Gesetzlich klar definiert ist der Zinsträger nicht, der Gesetzgeber spricht vom so genannten „maßgeblichen Kundenguthaben“. Die Versicherer definieren sich den Zinsträger daher selbst. In einer Marktstudie zeigte Assekurata, dass im Wesentlichen sieben Varianten vorherrschen: Dabei verwendeten von 67 befragten Lebensversicherern sechs Gesellschaften als Zinsträger das auf den Beginn des Versicherungsjahres abdiskontierte Deckungskapital zum Ende des vorangegangenen Versicherungsjahres, elf das Deckungskapital zu Beginn des Versicherungsjahres (ohne Sparprämie), sieben den mit einem Rechnungszins um ein halbes Jahr abgezinste Mittelwert des Deckungskapitals, sechs den Mittelwert des Deckungskapitals, 15 das abgezinste Deckungskapital am Ende des Jahres, vier das Deckungskapital am Ende des beginnenden Versicherungsjahres und eine Gesellschaft das Bilanzdeckungskapital am Ende des Vorjahres zuzüglich der Sparprämie.

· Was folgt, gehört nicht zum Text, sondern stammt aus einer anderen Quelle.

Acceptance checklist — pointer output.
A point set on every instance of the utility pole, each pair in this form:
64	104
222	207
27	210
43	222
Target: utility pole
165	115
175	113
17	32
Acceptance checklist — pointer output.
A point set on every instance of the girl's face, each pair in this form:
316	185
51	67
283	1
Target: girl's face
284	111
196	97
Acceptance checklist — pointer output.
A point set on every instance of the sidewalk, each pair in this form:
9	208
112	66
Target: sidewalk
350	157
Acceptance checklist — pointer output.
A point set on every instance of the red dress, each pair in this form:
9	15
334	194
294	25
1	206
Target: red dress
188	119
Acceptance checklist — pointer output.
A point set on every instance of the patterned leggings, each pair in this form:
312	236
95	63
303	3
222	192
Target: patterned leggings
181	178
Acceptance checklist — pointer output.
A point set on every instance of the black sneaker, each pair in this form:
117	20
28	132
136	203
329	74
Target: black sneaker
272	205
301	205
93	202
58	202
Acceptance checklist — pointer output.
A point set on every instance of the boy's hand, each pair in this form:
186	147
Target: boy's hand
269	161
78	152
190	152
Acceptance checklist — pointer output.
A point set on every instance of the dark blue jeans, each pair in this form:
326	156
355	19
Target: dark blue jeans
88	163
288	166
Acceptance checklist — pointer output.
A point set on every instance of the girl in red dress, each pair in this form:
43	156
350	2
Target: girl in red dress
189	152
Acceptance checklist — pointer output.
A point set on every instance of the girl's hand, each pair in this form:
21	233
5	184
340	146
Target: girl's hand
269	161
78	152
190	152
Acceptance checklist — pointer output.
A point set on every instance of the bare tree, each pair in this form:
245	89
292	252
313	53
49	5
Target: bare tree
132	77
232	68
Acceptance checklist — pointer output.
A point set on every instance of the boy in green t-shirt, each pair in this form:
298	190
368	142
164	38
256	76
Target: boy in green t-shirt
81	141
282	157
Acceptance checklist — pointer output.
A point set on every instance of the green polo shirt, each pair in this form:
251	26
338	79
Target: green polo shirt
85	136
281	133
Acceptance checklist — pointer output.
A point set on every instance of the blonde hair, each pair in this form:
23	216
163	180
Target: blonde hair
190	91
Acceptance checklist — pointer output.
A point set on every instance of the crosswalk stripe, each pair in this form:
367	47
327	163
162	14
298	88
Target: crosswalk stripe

Damit nicht genug: 17 Gesellschaften rechneten nach ganz anderen Maßstäben.
Je zeitnäher der Zinsträger vom Unternehmen gewählt wird, desto höher ist im Normalfall die Summe, auf die die Zinsen gezahlt werden. 4,5 % Zinsen auf einen zeitnahen Zinsträger können beispielsweise genau so viel Ertrag bringen wie 4,75 % auf einen zeitfernen Zinsträger.
Wie groß die Unterschiede am Markt sind, zeigt die Studie beim Vergleich der jeweils vom Versicherer ausgewiesenen „individuellen Verzinsung“ mit einer so genannten „normierten Verzinsung“. Im Durchschnitt erreichte diese individuelle Verzinsung 4,37 %. Die normierte Verzinsung kam hingegen nur auf 4,17 %. Durchschnittlich rechneten sich die Gesellschaften also um 20 Basispunkte schöner – im Extremfall waren es gar bis zu 47 Punkte. Konkret waren die Zinssätze so bei 31 Gesellschaften optisch besser als in Wirklichkeit. Dabei können die Abweichungen sogar noch größer ausfallen: Nämlich dann, wenn weitere Überschusskomponenten – wie Kosten, Schlussgewinn und Beteiligung an den stillen Reserven – eingerechnet werden, was in dieser Untersuchung nicht vorgenommen wurde. Denn auch bei diesen Faktoren darf die Bezugsgröße frei gewählt werden.
Versicherer errechnet für die Ablaufleistung mehrere Szenarien
Der mangelnden Transparenz ist sich die Branche durchaus bewusst. So räumt der Gesamtverband der Deutschen Versicherungswirtschaft (GDV) auf Nachfrage ein: „Richtig ist, dass der Ausweis der Überschussbeteiligung von den Versicherern unternehmensspezifisch vorgenommen wird, und dabei unterschiedliche Bezugsgrößen für die Zinsüberschussbeteiligung verwendet werden. Dies begründet sich vor allem durch die am Versicherungsmarkt traditionell unterschiedlich gewachsenen Überschussbeteiligungssysteme.“
Der Verband empfiehlt den Blick auf die Beispielrechnungen bei Vertragsabschluss. Dort müssen die Lebensversicherer auf Grundlage ihrer aktuellen Deklaration mehrere Szenarien für die Ablaufleistung errechnen.